Originally known as Longacre Square, the area soon developed into a bustling neighborhood full of frenetic energy as brighter lights, theater advertisements, and a new transit system began to occupy the once open space. By 1905, the New York Times moved their headquarters over to the newly-built Times Tower, thus renaming the district Times Square.
Getting there: 48th and Broadway, close to most major train lines.
The Diamond District
Because Nifflers have a fondness for anything shiny, Newt and Jacob head down to the Diamond District in an attempt to find the magical beast. They find him in the storefront window for Volcain & Co. attempting to steal jewelry from one of the displays.

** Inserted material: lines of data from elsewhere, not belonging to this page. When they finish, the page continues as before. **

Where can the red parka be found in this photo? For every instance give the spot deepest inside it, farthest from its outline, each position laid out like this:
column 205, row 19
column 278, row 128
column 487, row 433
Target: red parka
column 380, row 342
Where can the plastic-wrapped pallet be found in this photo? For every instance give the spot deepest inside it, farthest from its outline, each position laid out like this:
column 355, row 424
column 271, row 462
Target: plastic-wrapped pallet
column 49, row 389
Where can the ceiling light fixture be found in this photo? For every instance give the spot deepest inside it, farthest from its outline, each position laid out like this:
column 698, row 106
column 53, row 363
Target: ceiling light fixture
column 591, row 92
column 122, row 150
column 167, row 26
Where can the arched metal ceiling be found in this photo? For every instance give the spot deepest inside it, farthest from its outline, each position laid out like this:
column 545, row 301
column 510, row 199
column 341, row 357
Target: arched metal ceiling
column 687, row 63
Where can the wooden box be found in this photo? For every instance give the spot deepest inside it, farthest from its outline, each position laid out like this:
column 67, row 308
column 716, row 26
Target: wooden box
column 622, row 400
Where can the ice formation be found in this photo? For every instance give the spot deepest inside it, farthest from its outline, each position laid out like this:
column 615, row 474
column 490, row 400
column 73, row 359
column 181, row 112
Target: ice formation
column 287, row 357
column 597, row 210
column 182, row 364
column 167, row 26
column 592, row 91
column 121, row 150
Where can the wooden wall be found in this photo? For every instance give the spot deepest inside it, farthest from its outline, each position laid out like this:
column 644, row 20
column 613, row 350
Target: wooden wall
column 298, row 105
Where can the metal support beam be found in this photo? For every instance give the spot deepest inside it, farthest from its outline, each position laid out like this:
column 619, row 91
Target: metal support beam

Stretching down a single block from Fifth Avenue to the Avenue of the Americas, the Diamond District is strewn with stores selling diamonds and fine jewelry. Though the area along 47th Street was hit hard during the recession, New York is still considered to have the largest concentration of diamond traders and jewelers.
Getting there: West 47th Street between 5th and 6th Avenue, accessible by the B, D, F, M trains.
Newt and the crew head up to Fifth Avenue when Gnarlack tells them there were reports of something invisible near Macy’s, which could only mean his missing creature Dougal the Demiguise. They end up at the Ginzberg Delaunay department store only to find Dougal was not the only beast who was missing.
Home to high-end department stores, mansions, and five-star hotels, Fifth Avenue has become a symbol for luxury and aristocracy. When the socially elite began migrating to this stretch of land, it became known as Millionaire’s Row, where prominent figures such as William Astor could be seen.
Getting there: From West 143rd Street in Harlem to Washington Square Park in Greenwich Village.
“So where would you say that a medium-sized creature that likes broad, open plains — trees, water holes — that kind of thing. Where might she go?” Newt asks Jacob in an attempt to find his rhinoceros-sized Erumpent.
Naturally, they make their way to Central Park and end up at the Gapstow Bridge when they hear the creature in the distance.
The Gapstow Bridge arches over the 59th Street Pond and is one of the most widely known landmarks in Central Park. Due to its view of the Plaza Hotel and prominent New York City skyscrapers, tourists flock to this destination for its picturesque view.
Central Park Zoo
One of the more difficult creatures to capture, Newt tries to lure the Erumpent into his suitcase with “great difficulty” when he finds her hanging out in the zoo.
From snow leopards to the California sea lions, the Central Park Zoo is home to a variety of species and is one of the most-frequented attractions in the park.
Getting there: Between East 61st and 64th Street off of Fifth Avenue.